Conditional merger clearance under amendments to the Competition Act
A recent amendment to the Competition Act, entering in force on January 18, 2015, introduces changes that will facilitate merger proceedings, including the issuance of a conditional merger clearance. The merger procedure will comprise of two stages. Transactions that do not raise significant competition issues will be reviewed in stage I, within one month. More complex transactions will be reviewed in stage II within an additional four month period. It is assumed that cases of such character are those which can be completed with conditional merger clearance.
The company will receive a preliminary statement from the OCCP as to any competition concerns along with the competitive assessment of the transaction. This will enable companies to offer modifications to a proposed transaction at an earlier stage of the proceedings and take time to prepare such conditions that are more suitable for them from a business perspective.
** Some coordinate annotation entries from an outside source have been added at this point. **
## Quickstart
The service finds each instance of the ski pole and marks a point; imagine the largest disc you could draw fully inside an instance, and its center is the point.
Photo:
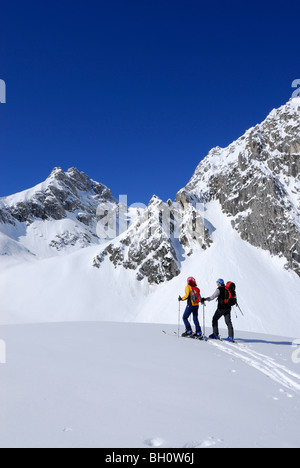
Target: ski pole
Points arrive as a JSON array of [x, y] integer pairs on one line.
[[178, 319], [204, 331], [240, 310]]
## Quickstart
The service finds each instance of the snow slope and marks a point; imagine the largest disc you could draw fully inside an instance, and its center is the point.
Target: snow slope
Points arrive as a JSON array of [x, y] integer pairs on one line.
[[129, 385], [69, 289]]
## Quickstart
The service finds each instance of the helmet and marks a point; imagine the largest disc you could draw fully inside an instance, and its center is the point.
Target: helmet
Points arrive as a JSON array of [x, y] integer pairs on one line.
[[221, 282], [192, 279]]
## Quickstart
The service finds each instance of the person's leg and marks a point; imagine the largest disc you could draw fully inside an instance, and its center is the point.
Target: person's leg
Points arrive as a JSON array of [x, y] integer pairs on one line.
[[196, 319], [229, 324], [216, 319], [186, 317]]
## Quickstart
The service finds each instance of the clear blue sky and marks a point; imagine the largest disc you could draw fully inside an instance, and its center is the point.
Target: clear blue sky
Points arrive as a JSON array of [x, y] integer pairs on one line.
[[136, 92]]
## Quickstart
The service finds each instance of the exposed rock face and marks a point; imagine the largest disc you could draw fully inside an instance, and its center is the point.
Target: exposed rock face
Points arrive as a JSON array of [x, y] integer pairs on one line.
[[68, 200], [62, 193], [157, 241]]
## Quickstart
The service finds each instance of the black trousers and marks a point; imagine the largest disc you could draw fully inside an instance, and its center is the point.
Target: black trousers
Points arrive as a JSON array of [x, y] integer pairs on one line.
[[226, 313]]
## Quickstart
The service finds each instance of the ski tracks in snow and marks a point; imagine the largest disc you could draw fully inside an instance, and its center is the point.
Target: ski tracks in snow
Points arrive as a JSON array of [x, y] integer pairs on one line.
[[264, 364]]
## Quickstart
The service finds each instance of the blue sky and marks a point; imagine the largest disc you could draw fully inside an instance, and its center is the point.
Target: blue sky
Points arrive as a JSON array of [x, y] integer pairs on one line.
[[135, 93]]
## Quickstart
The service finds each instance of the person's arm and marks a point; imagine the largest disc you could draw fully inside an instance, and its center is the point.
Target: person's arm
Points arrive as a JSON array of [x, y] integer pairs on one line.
[[187, 293], [215, 295]]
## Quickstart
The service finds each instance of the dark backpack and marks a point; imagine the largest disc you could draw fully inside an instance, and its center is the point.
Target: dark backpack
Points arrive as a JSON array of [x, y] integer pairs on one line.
[[230, 294], [195, 295]]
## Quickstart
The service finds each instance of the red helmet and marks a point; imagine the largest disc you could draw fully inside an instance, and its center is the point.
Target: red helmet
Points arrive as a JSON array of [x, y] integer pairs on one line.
[[191, 279]]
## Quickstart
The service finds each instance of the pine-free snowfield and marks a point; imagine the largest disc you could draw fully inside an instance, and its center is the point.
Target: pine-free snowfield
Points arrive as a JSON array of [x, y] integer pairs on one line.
[[129, 385]]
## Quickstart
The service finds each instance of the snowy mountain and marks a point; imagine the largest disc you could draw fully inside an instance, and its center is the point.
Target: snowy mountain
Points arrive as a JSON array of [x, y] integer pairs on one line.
[[56, 216], [257, 182], [63, 382], [237, 218]]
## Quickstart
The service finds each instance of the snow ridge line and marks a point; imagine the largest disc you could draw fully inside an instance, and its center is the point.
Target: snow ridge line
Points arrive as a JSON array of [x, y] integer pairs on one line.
[[264, 364]]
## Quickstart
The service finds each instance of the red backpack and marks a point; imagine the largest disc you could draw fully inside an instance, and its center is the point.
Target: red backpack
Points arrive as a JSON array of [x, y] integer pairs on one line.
[[230, 294], [195, 295]]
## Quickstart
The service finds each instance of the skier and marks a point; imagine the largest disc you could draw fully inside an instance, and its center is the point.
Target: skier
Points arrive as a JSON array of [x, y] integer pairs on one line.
[[193, 298], [224, 310]]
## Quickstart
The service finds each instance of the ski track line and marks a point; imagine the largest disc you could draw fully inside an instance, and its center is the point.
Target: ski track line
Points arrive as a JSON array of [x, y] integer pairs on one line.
[[265, 364]]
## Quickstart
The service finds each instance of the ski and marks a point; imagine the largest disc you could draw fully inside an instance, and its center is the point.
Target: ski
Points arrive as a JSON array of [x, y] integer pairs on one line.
[[175, 334]]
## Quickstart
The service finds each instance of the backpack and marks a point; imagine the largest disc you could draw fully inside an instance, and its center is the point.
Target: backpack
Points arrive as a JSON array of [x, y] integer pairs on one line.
[[195, 295], [230, 294]]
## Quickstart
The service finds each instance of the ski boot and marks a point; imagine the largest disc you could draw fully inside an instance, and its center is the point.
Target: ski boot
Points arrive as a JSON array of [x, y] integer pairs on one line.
[[187, 334], [230, 339]]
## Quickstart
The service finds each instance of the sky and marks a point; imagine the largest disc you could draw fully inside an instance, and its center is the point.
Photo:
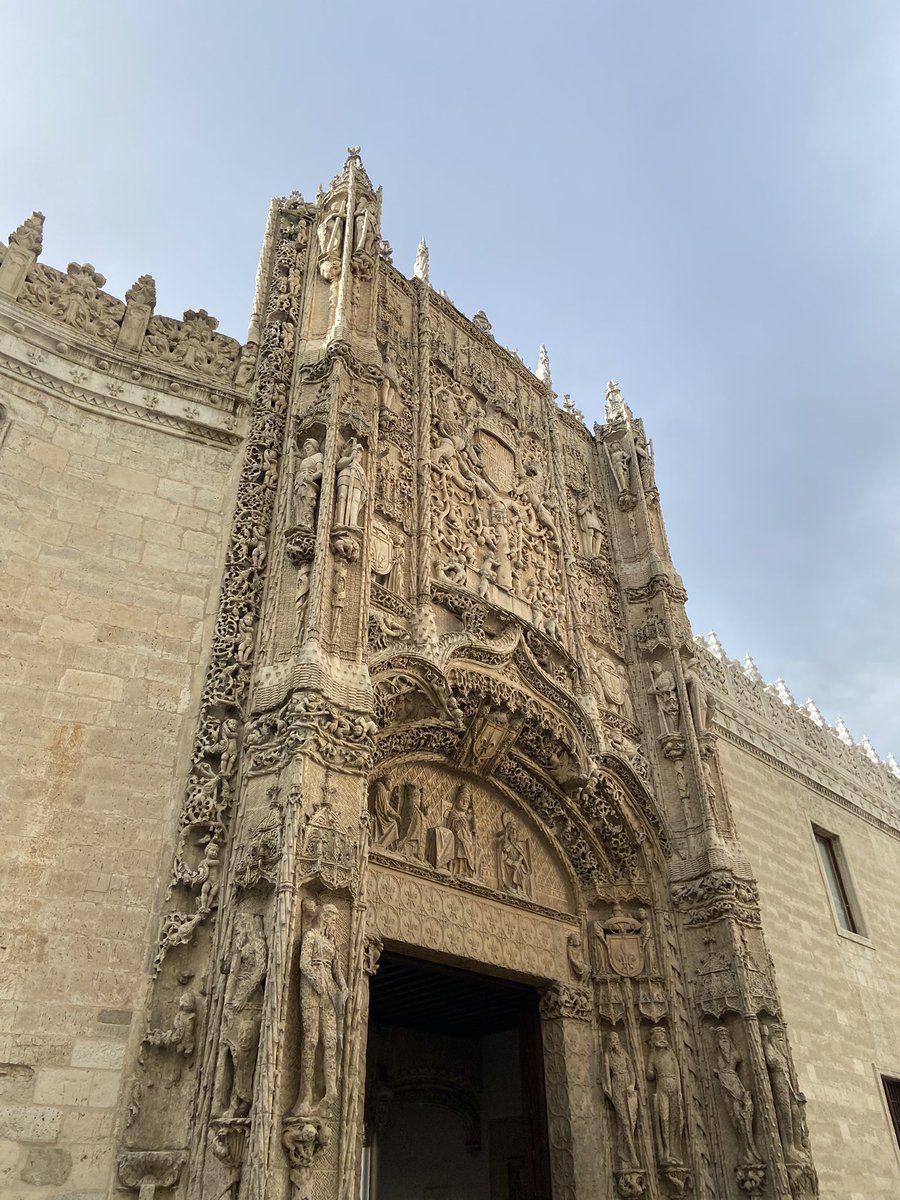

Furthermore, at a company’s request, the deadline for achieving divestments constituting part of any remedy package must now be kept confidential. This provision addresses the concerns mentioned above that the disclosure of the deadline for divestments could potentially weaken the seller’s negotiating position. During the consultations for the amendments to the Competition Act, the business representation society also raised the arguments that, not only should the divestment deadline be kept confidential, but the entire condition itself. However, they were disregarded and this proposition was not included in the amended Act.
Comments
The growing number of conditional decisions might be an indicator of the OCCP’s more flexible approach to transactions that cause competition concerns. It seems that we can expect further developments in the field of conditional decisions due to the changes in competition law and the OCCP’s currently declared more open approach to negotiations of different types of remedies. We also hope that the planned introduction of pre-notification contacts with the OCCP will bring a significant change since this would allow competition concerns to be identified at a very early stage so the parties can be much better prepared to propose creative solutions.